The pipeline starts up and tries to read the RNA-seq data but fails with the following error:

0m31m1m[ERROR][09-01 14:03] 0m0m31mRNA_Read_Input(7785..) Failed: user error (call: remote process died: DiedException "Prelude.read: no parse")
CallStack (from HasCallStack):
  error, called at src/Control/Workflow/Interpreter/Exec.hs:146:37 in SciFlow-0.8.0 IRKsT2ba9M716PeGlwt2FT:Control.Workflow.Interpreter.Exec

I tried to debug it myself but unfortunately couldn't locate the source code for RNA_Read_Input and I have never worked with Haskell or the used workflow manager so I am quite lost here. Could you please look into it?

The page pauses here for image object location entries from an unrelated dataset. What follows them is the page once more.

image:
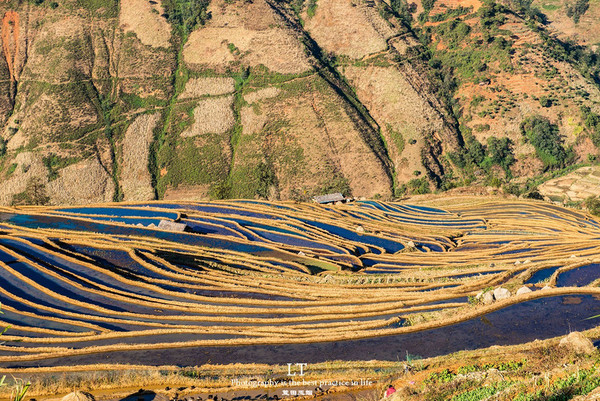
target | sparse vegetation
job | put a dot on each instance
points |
(186, 15)
(577, 9)
(34, 194)
(545, 138)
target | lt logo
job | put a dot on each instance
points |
(301, 365)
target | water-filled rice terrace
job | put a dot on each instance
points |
(252, 281)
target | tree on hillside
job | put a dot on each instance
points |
(34, 194)
(546, 139)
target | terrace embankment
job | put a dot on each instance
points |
(260, 282)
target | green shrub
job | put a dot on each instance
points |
(545, 138)
(577, 10)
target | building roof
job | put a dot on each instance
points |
(329, 198)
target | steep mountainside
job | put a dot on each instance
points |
(136, 100)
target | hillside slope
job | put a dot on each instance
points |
(137, 100)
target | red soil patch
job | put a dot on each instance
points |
(10, 40)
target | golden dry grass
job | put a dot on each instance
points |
(251, 28)
(327, 306)
(135, 178)
(207, 86)
(212, 115)
(150, 27)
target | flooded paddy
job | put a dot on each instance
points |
(258, 282)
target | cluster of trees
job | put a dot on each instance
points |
(548, 143)
(499, 152)
(186, 14)
(592, 122)
(577, 9)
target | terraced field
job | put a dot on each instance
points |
(252, 281)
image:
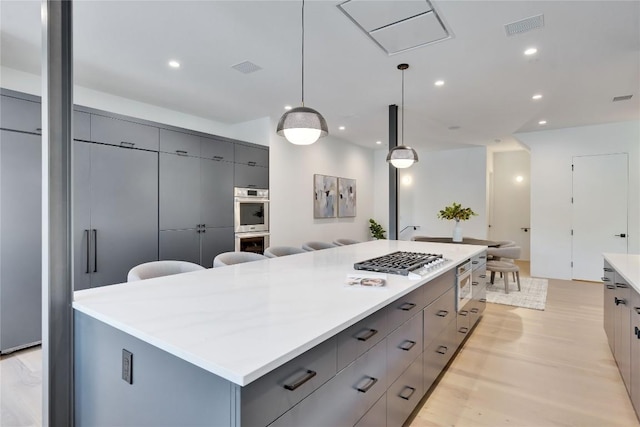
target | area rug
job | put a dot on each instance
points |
(533, 294)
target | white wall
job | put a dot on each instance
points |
(511, 199)
(551, 188)
(291, 189)
(437, 180)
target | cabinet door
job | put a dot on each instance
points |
(635, 350)
(609, 304)
(249, 155)
(82, 266)
(20, 227)
(124, 133)
(18, 114)
(180, 245)
(124, 211)
(214, 241)
(179, 192)
(622, 326)
(251, 176)
(216, 193)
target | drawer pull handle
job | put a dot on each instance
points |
(307, 376)
(442, 349)
(407, 345)
(407, 306)
(368, 386)
(407, 396)
(367, 335)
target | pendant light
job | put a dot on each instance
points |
(302, 125)
(402, 156)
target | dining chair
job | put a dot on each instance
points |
(152, 269)
(316, 246)
(278, 251)
(231, 258)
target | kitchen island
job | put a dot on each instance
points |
(243, 344)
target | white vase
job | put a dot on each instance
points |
(457, 232)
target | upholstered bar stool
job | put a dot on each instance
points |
(152, 269)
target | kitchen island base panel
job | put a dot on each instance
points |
(166, 390)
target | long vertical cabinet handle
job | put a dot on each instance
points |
(95, 250)
(86, 236)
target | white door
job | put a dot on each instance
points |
(599, 214)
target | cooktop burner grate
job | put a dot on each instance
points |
(398, 262)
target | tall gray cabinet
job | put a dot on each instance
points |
(196, 197)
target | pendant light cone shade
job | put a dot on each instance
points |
(302, 126)
(402, 156)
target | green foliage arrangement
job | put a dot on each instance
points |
(377, 232)
(457, 212)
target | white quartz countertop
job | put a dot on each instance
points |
(242, 321)
(628, 265)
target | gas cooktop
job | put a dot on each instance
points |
(400, 262)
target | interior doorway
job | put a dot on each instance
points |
(599, 212)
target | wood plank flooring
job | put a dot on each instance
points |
(520, 367)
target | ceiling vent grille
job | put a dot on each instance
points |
(246, 67)
(622, 98)
(524, 25)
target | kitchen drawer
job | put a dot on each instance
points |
(272, 395)
(250, 176)
(463, 321)
(81, 126)
(252, 156)
(405, 307)
(403, 346)
(216, 149)
(478, 260)
(376, 416)
(21, 115)
(355, 340)
(180, 143)
(345, 398)
(438, 315)
(405, 394)
(438, 353)
(124, 133)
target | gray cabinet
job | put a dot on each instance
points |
(622, 328)
(609, 296)
(116, 212)
(635, 350)
(20, 248)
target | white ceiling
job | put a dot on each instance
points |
(588, 52)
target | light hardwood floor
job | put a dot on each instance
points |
(520, 367)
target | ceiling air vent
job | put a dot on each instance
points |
(524, 25)
(622, 98)
(246, 67)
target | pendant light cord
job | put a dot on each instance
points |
(303, 53)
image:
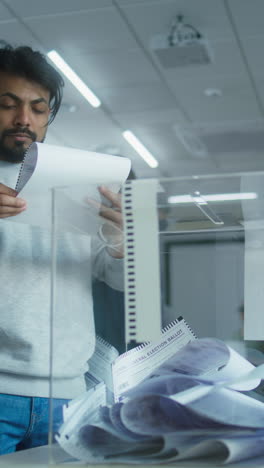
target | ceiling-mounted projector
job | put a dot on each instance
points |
(182, 46)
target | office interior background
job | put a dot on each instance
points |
(198, 110)
(204, 117)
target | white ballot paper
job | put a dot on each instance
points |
(188, 406)
(77, 172)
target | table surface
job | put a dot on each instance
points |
(47, 456)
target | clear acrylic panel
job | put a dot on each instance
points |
(182, 309)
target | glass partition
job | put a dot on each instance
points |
(174, 339)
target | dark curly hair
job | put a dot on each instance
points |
(32, 65)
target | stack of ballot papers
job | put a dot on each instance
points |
(179, 398)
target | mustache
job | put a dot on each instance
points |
(22, 130)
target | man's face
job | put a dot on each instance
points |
(24, 114)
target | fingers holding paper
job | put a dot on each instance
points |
(110, 209)
(10, 204)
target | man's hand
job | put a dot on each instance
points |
(10, 205)
(112, 231)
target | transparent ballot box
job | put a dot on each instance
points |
(157, 324)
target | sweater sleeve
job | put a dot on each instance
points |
(105, 267)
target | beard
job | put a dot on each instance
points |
(16, 153)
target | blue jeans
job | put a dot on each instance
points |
(24, 421)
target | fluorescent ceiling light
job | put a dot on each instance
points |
(140, 148)
(74, 78)
(216, 197)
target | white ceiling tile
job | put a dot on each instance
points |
(16, 34)
(137, 98)
(152, 18)
(116, 68)
(226, 60)
(253, 46)
(248, 16)
(5, 15)
(86, 32)
(237, 102)
(29, 8)
(133, 120)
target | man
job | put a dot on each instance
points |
(30, 97)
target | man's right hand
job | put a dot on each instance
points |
(10, 205)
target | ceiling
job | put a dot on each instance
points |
(108, 43)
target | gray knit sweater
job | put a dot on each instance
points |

Please find the used config, input and an example of the RNA-seq quant tables attached (note that I had to change the suffixes to txt because github wouldn't let me upload tsv and yml files). RNA-seq quant results were processed by counting reads per exon and summing them per ensemble gene_id. The resulting table was then filtered to contain only those genes that had at least 1 read count in one of the samples (3 replicates per condition = 6 samples). The remaining genes were then mapped to their gene_name (i.e. gene_name attribute in the gtf file)

rnaseq_KO2.txt taiji_input.txt taiji_config.txt

dmalzl commented 1 year ago

Okay it seems I have solved it myself. The culprit here was that I provided the tag information in the format column which is not correct and obviously results in an ill-configured run. Renaming the format column to tags worked such that the pipeline now runs without problems.